It would have been useful to have been able to collect and compare defect densities, error injec- 
tion rates, productivity, and other statistical measures of cross-group differences and similarities. 
No such measures were available, at least in part because none of the groups use an automated 
configuration management system, which could track easily the actual changes in code. Also, the 
lack of software configuration management made it impractical for us to ascertain the rate of 
errors introduced while trying to fix bugs, which can be quite large. We observe, though, that 
Groups 2 and 3 have been in existence longer than Group 1 and therefore may be more "mature' 
in some sense. 


Analysis 

Figure 1 suggests dramatic improvement in the post-workshop performance of Group 1. During 
the first 10 days, all three groups display the same up-and-down behavior of the number of 
defects attributable to their work. (There is no reason to expect that the number of reports should 
be constant from day-to-day.) In terms of absolute numbers. Group 1 was in the middle of the 
pack, as it had been for the previous 18 months.
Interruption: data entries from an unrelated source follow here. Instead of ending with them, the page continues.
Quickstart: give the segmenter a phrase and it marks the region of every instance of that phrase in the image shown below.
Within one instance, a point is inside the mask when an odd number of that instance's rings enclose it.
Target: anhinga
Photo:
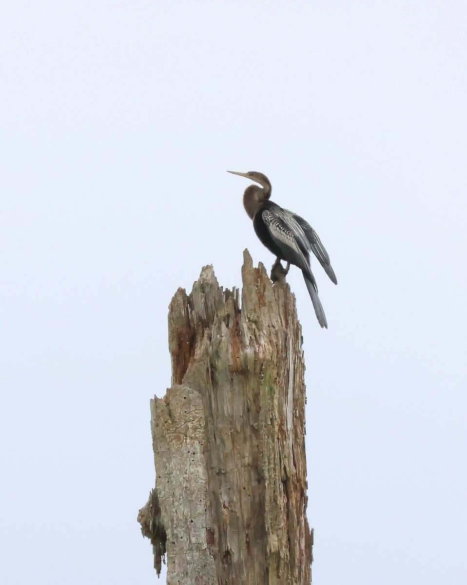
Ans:
[[[243,207],[253,220],[256,235],[277,256],[271,276],[273,276],[279,266],[281,268],[281,260],[287,263],[285,270],[282,269],[284,274],[289,271],[291,264],[298,266],[303,273],[320,325],[327,329],[328,323],[318,296],[316,281],[310,267],[310,252],[313,252],[335,284],[337,284],[337,278],[331,268],[328,253],[318,234],[300,215],[283,209],[270,200],[271,184],[262,173],[256,171],[248,173],[228,171],[228,173],[246,177],[261,185],[260,187],[250,185],[246,188],[243,194]]]

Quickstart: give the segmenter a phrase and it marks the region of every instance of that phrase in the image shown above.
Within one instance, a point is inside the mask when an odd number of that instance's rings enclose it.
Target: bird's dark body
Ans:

Then, after the products that Group 1 produced 
and inspected using the workshop methods begin to be released, there is a clear decrease in the 
number of post-release defects, those discovered by users. As can be seen from the scale of Fig- 
ure 1, the rate drops to about 10% of the baseline average. In other words, there was a 90% 
reduction in the number of post-release defects per day discovered by users. 



4 A zero count occurs when the development group does not agree that the user has found an error. In 
other words, there were no errors found for that day, even though some may have been reported.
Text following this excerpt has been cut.